Navigating blindly into the wild it is!
Saturday was a bit of a blur (pun intended) as there’s quite a bit of transportation required to get to the middle of nowhere. Which was fine by me as I could barely see out my eyes at this point.
To explain to those who have never scratched their eye badly- your eye becomes SUPER sensitive to light. Like, eye instinctively rolling backwards to prevent light from coming in. Fortunately, our traveling day was cloudy and we were in bus with tinted windows for the majority of it. Unfortunately, this was still too much light for me, so I had to keep my eye shut while donning a pair of sunglasses and keeping my hand glued over my eye. Nice look.
Eventually, we arrived at our destination for the night: The Namnao National Park.
We checked in, were given our tent (the friendly park ranger took one look at my face and went “Oi!”- guess my eye was still looking ugly), and ventured out to find an area to set up camp.
It was at this point I recalled that- oh wait- I’ve never set up an actual tent before. Quite possibly doing so for the first time in the pitch black with only our phone lights to guide us might pose a challenge…
However, that Higher-Up Power from before finally decided to catch us a break. As we randomly held up tent poles, a neighboring camper walked on over. “You need help?” Ummmm, yes please! Immediately, 2 of his buddies came over to help. Meanwhile, another group of Thai neighbors poked their heads out of their tent to see if we needed help too.
God bless Thai people! We now had 5 men with legit flashlights tied to their heads (might as well have been halos) helping us set up camp. And when I say “help,” I mean they did the whole thing while we stood off to the side and tried talking to the women who were also there.
Wishing I had something to thank them with, I said Cop-coon-ka (thank you!) over and over again. To this, they simply replied “mai pen rai” (No worries!). We were safe and sound in our tent 5 minutes before a downpour began.
Thai people are the best.
The next morning, we intended to get up super early to hike up the mountain and watch the sunrise. The snooze button maaaayyyyy have been hit a few times, but hey, it ended up being a cloudy morning, so no harm done! Eventually we got up and started hiking up the highway. And here is where my second realization hit me: I am not in shape for hiking. And did I feel the burn on those inclines… Still, the end result was totally worth it:
It was one of those moments where I realized how lucky I was to be in Thailand. On top of a mountain. Bright and early on a Saturday morning. I was sad to leave because I knew I would probably never be back.

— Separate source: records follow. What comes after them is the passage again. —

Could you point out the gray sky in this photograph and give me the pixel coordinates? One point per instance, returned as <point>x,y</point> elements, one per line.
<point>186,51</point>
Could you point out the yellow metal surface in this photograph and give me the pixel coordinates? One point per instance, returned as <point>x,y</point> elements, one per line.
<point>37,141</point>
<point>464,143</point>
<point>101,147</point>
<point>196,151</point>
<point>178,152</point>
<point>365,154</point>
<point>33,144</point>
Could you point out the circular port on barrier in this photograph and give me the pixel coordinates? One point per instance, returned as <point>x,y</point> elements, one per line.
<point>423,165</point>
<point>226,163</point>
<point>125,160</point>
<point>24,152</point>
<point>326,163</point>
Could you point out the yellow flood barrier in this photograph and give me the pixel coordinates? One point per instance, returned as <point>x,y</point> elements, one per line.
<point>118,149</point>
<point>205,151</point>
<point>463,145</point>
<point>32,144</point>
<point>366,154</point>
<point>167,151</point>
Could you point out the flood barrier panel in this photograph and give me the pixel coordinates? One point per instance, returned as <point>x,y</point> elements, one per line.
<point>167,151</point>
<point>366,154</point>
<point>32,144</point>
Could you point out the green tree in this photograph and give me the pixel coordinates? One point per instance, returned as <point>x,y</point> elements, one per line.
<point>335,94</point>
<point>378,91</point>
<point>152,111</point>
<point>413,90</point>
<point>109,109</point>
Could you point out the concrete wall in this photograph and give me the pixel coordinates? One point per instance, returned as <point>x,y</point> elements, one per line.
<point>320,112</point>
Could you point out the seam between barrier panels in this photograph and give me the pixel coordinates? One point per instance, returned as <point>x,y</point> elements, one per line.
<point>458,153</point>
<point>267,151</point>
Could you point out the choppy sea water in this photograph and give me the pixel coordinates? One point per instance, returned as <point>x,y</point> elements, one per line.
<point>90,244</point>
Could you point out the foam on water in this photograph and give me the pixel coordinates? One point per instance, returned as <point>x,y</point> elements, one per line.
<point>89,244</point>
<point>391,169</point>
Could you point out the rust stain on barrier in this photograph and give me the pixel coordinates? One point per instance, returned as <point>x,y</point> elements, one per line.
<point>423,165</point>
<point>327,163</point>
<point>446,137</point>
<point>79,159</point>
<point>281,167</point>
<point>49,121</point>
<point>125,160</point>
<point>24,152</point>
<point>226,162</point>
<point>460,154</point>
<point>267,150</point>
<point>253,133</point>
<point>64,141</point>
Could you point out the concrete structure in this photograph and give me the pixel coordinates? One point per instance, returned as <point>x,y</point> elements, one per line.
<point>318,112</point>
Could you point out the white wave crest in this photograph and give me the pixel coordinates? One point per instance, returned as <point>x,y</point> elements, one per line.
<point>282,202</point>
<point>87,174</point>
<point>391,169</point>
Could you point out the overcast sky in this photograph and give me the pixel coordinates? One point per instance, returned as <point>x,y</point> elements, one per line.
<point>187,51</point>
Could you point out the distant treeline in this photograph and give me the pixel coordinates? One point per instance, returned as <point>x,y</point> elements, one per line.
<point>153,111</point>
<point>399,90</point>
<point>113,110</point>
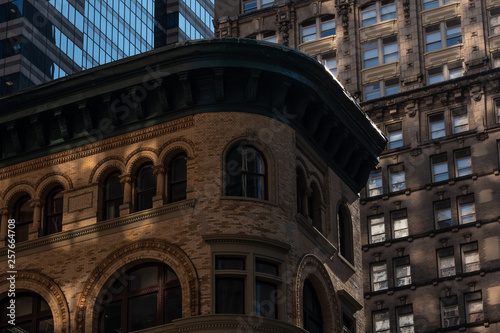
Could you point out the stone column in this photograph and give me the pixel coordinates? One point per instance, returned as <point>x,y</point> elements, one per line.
<point>125,208</point>
<point>159,171</point>
<point>35,228</point>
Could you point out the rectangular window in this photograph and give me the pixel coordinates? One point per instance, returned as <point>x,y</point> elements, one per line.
<point>372,91</point>
<point>436,126</point>
<point>381,322</point>
<point>453,33</point>
<point>397,177</point>
<point>379,276</point>
<point>474,307</point>
<point>402,271</point>
<point>460,120</point>
<point>230,285</point>
<point>377,229</point>
<point>463,164</point>
<point>495,21</point>
<point>436,75</point>
<point>433,38</point>
<point>378,12</point>
<point>380,52</point>
<point>309,31</point>
<point>266,288</point>
<point>497,111</point>
<point>446,262</point>
<point>405,319</point>
<point>470,257</point>
<point>330,62</point>
<point>395,134</point>
<point>442,214</point>
<point>449,311</point>
<point>391,87</point>
<point>439,168</point>
<point>466,209</point>
<point>375,184</point>
<point>370,54</point>
<point>399,224</point>
<point>249,6</point>
<point>327,26</point>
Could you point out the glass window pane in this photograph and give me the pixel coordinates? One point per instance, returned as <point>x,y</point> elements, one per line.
<point>143,312</point>
<point>144,277</point>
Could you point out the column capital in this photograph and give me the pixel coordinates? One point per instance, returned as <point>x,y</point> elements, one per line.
<point>36,202</point>
<point>158,169</point>
<point>125,178</point>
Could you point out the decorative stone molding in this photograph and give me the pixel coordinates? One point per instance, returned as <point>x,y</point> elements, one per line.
<point>173,147</point>
<point>103,166</point>
<point>98,147</point>
<point>150,249</point>
<point>48,289</point>
<point>312,268</point>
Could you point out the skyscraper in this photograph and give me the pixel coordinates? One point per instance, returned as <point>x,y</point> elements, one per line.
<point>45,40</point>
<point>427,72</point>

Afterwards, we set out to continue our hike and find a cave that was supposedly “nearby.” And of course, to be on the lookout for crossing elephants!
After hiking for way too long though, we hitch-hiked a ride from another Thai angel, who let us hop in the back of his truck. After dropping us off, we continued to hike to the cave spot.
Only, we never did find it… turns out we were hiking in the wrong direction. Oops. On the bright side, a 10-mile hike before 10:30am is an awesome way to start the day!
Thankfully, we were able to catch a ride back to our campground from some more nice Thai people. On the way back, they took a detour to show us some sights and what do you know! We were back at the Sunrise Viewpoint. And here I thought I would never see that place again. As we admired the view for a second time, one of the guys we were with ripped off a leaf from a tree and started eating it. He then generously offered some to us.
“Is this okay to eat?” We tried asking him.
“A-roi!” (delicious!) He said as he pointed to a sign written in Thai.
Well, that certainly cleared things up. Still, when someone offers you food in Thailand, you eat the food. Even if it’s a leaf. And what do you know, the leaf tasted exactly how I expected a leaf to taste. I’m still not sure if the guy was being sincere, or just messing with us…
So after eating a leaf, we did some more bus traveling to reach Phetchabun’s famous temples. These temples were at the top of a mountain and surrounded by cute cafés that jutted outwards.
The view itself was AMAZING!
Mountains for miles around and puffy clouds to complete the pictures:
Afterwards, it was time to leave the boonies and head back to civilization. Back in Bangkok, we stayed in a hostel where I got to really look at my eye for the first time. Turns out that I had popped several blood vessels and now had a blood red eye that resembled Natalie Portman’s eyes from The Black Swan.
No worries though. My eye is slowly turning back to normal. I’ve gotten many “Oi-s!” from my students (Thai people say “Oi!,” not “Whoa!”), which is actually kind of funny.
Overall, I give Phetchabun a 5 out of 5. There was a lot of bus travel, I was sore from hiking, and I might have struggled to see at some points, but it was well worth a 3-day weekend trip!